To the extent their claims are based on alleged violations of federal criminal statutes, Plaintiffs fail to state a claim upon which relief may be granted.
3. Remaining Claims
Plaintiffs list other statutes in the title of their complaint and state that their “[l]awsuit is being filed for all of the above reason[.]” (See doc. 2 at 1.) They do not again mention the statutes or provide any facts in support of any claims under the, however. Accordingly, they have also failed to state a claim upon which relief may be granted under those statutes.
V. LEAVE TO AMEND
The Fifth Circuit is inclined to give pro se plaintiffs several opportunities to state a claim upon which relief can be granted. See Scott v. Brynes, No. 3:07-CV-1975-D, 2008 WL 398314, at *1 (N.D. Tex. Feb. 13, 2008); Sims v. Tester, No. 3:00-CV-0863-D, 2001 WL 627600, at *2 (N.D. Tex. Feb. 13, 2001). Courts therefore typically allow pro se plaintiffs an opportunity to amend their complaints when the action is to be dismissed pursuant to a court order. See Robinette v. Merrill Lynch, Pierce, Fenner & Smith, Inc., No. 3:96-CV-2923-D, 2004 WL 789870, at *2 (N.D. Tex. Apr. 12, 2004); Sims, 2001 WL 627600, at *2. Courts, nonetheless, may appropriately dismiss an action with prejudice without giving an opportunity to amend when the plaintiff fails to respond to a motion to dismiss after being specifically invited to do so by the court, Rodriguez v. United States, 66 F.3d 95, 97 (5th Cir. 1995), or if it finds that the plaintiff has alleged his or her best case, Jones v. Greninger, 188 F.3d 322, 327 (5th Cir. 1999); Wiggins v. La. State Univ.-Health Care Servs. Div., 710 Fed.Appx. 625, 627 (5th Cir. 2017) (citations omitted).
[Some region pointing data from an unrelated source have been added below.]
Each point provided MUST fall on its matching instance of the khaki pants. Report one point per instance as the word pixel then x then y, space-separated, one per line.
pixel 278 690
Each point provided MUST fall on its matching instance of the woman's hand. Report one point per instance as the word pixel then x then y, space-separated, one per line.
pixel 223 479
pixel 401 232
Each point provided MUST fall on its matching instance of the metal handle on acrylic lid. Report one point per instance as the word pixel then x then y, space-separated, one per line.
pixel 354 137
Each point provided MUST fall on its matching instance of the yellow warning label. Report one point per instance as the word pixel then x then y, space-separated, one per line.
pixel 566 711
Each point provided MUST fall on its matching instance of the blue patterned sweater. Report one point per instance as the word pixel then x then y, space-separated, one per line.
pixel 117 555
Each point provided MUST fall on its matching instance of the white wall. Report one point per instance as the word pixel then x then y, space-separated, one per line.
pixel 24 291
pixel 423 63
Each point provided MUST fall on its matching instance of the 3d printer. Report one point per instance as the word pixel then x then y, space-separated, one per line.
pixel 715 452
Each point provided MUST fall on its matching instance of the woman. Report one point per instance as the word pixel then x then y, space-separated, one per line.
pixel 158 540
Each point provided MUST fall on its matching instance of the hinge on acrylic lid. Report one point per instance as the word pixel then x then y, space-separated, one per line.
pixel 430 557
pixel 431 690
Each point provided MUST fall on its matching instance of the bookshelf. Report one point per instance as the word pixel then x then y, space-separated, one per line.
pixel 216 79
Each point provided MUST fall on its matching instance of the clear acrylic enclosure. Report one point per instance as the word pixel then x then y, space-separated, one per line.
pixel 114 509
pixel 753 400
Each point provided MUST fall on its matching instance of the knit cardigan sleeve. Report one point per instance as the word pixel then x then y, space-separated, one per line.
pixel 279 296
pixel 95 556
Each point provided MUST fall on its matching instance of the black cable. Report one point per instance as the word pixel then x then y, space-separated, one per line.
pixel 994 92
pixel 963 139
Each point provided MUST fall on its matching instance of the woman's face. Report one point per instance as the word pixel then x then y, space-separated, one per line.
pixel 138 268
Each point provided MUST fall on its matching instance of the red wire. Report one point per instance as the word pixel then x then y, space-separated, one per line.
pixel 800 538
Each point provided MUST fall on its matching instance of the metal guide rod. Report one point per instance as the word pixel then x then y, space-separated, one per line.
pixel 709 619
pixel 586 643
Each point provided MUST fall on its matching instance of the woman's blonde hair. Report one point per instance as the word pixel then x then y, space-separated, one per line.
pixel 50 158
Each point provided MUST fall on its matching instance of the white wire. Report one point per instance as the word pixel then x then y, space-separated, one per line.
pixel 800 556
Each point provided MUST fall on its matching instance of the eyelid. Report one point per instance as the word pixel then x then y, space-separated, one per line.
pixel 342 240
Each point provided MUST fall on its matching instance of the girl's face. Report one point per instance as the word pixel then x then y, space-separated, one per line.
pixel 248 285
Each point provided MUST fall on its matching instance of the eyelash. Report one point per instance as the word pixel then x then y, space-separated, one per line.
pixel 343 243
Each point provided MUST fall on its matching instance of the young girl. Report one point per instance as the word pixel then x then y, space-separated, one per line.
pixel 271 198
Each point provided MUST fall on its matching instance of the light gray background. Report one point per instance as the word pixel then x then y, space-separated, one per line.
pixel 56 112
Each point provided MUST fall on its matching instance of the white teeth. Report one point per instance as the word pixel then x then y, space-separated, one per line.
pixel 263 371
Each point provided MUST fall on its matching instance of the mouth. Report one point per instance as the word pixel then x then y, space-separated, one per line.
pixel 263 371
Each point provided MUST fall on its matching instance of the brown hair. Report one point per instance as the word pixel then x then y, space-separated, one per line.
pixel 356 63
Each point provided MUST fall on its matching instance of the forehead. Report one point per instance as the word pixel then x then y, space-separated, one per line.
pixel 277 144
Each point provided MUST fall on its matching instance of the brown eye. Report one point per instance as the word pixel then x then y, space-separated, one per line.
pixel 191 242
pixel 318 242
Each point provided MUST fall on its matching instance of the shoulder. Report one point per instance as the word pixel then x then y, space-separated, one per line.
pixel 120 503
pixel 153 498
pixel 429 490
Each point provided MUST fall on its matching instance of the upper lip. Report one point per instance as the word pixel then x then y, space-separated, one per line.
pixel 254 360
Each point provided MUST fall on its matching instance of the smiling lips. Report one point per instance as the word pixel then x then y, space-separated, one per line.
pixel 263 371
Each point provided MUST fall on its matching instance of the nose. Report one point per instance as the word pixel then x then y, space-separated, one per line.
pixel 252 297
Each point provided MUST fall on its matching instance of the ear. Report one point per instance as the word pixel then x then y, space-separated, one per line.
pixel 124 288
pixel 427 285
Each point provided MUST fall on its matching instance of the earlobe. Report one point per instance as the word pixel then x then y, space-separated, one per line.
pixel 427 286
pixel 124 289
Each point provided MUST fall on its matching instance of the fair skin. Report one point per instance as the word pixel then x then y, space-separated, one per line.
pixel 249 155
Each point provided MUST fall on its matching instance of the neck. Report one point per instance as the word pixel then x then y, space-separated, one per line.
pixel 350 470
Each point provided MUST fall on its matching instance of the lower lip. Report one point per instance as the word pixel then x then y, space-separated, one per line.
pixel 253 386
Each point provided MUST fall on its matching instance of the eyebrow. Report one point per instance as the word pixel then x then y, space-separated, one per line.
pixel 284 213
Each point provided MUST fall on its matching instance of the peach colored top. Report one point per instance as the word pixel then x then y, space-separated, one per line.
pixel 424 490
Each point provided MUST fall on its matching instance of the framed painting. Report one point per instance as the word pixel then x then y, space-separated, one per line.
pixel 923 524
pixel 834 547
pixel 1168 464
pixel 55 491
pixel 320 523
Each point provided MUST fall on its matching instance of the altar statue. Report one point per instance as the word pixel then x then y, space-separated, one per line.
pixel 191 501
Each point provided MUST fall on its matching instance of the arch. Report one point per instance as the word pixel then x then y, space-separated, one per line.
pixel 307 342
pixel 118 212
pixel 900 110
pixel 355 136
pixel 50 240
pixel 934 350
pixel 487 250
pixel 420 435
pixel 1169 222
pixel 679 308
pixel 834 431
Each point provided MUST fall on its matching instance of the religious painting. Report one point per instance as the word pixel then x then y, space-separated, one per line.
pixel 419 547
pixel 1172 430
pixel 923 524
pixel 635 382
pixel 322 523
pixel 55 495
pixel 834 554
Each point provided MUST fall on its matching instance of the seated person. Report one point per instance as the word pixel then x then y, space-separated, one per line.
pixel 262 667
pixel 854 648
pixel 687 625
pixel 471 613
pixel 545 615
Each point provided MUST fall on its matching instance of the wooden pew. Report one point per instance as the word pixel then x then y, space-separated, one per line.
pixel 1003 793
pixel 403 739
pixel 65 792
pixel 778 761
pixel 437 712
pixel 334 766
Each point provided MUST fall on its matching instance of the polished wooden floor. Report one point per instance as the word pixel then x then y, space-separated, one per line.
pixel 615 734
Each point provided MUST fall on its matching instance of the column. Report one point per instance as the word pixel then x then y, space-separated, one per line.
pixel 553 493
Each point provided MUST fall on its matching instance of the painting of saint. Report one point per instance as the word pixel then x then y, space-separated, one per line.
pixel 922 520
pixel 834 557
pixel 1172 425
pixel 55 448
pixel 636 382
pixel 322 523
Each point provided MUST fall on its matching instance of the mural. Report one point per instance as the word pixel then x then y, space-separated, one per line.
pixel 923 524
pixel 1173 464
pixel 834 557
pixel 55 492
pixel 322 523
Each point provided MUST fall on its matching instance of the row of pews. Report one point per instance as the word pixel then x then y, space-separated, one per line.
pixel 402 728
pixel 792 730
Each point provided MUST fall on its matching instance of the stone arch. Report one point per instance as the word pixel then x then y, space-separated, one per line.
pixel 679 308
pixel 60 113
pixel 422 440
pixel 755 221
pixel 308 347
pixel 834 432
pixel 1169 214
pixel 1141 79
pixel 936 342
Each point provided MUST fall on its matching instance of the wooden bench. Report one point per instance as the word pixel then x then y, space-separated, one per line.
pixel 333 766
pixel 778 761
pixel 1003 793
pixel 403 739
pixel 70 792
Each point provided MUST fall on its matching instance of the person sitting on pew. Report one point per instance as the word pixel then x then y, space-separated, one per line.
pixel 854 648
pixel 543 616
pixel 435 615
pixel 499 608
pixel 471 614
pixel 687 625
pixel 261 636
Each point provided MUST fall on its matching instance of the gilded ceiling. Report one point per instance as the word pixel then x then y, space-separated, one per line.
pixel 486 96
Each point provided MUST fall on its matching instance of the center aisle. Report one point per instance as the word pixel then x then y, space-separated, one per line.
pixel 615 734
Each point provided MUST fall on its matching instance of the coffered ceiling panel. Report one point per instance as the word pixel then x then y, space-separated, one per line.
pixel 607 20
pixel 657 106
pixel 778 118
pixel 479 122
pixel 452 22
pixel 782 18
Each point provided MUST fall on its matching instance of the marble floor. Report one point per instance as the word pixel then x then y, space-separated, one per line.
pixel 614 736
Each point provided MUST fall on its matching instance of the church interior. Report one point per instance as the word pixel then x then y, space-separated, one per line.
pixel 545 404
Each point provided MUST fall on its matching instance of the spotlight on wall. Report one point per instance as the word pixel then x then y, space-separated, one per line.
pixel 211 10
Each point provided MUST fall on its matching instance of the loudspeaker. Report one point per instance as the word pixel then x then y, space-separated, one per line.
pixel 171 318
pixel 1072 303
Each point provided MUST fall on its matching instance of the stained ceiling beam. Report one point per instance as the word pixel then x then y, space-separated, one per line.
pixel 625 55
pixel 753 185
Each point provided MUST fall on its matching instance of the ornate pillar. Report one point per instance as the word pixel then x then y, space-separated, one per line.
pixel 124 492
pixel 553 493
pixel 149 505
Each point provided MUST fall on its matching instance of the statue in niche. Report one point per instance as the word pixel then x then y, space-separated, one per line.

Here, Plaintiffs failed to respond to the motion to dismiss despite being specifically invited to do so, and they seek to sue an immune defendants. Further leave to amend is neither necessary nor warranted.
VI. RECOMMENDATION
Judge's motion to dismiss should be GRANTED. Any claims against him in his official capacity should be DISMISSED WITHOUT PREJUDICE under the Eleventh Amendment, and the claims against him in his individual capacity should be DISMISSED WITH PREJUDICE for failure to state a claim.
SO RECOMMENDED.
INSTRUCTIONS FOR SERVICE AND NOTICE OF RIGHT TO APPEAL/OBJECT
A copy of these findings, conclusions, and recommendation shall be served on all parties in the manner provided by law. Any party who objects to any part of these findings, conclusions and recommendation must file specific written objections within 14 days after being served with a copy. See 28 U.S.C. § 636(b)(1); Fed.R.Civ.P. 72(b). In order to be specific, an objection must identify the specific finding or recommendation to which objection is made, state the basis for the objection, and specify the place in the magistrate judge's findings, conclusions and recommendation where the disputed determination is found. An objection that merely incorporates by reference or refers to the briefing before the magistrate judge is not specific. Failure to file specific written objections will bar the aggrieved party from appealing the factual findings and legal conclusions of the magistrate judge that are accepted or adopted by the district court, except upon grounds of plain error. See Douglass v. United Servs. Automobile Ass'n, 79 F.3d 1415, 1417 (5th Cir. 1996).